I am a sky-high developer and know little of such low-level APIs. Please humor my ignorance: Isn’t it bad practice to write a god-method that sometimes uses these parameters, sometimes others? Isn’t this better refactored into multiple dedicated functions?

[–] LufyCZ@lemmy.world 6 points 7 months ago* (last edited 7 months ago) (4 children)

I'm just guessing, but what about backwards compatibility? Or cross-system compatibility?

For example, something like a syscall that's existed for 20 years. Changing it would break old apps.

Of course you could just keep the now "old" syscall and add new methods that replicate it's behavior, but haven't you then introduced bloat? More ways to do the same thing, meaning (eventually) more bugs, more fragmentation, memory usage, etc.

[–] MagicShel@programming.dev 4 points 7 months ago (3 children)

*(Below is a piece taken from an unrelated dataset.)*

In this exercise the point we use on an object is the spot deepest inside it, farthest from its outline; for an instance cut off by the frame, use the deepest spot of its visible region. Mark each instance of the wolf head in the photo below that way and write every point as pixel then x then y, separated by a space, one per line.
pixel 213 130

Let's say you currently have an overloaded "god method" that is used for twenty different things. The proper thing to do would be to create twenty different interfaces that each do one specific thing and then call the syscall behind the scenes. That allows you to update and modernize your apps, allows for better testing of specific use cases, etc.

The original exposed syscall is deprecated and then eventually you force all the reliant code to adopt the proper new interface. The original overloaded code is still there, but locked up in a black box where no one has to worry about it.

[–] LufyCZ@lemmy.world 4 points 7 months ago

Yeah, but people don't like change, and I'd expect low level engineers to like it even less.

And looking at Linux, that shit still supports ancient hardware, being able to actually get rid of old code (that now has to be maintained alongside the new code) is gonna be a PITA.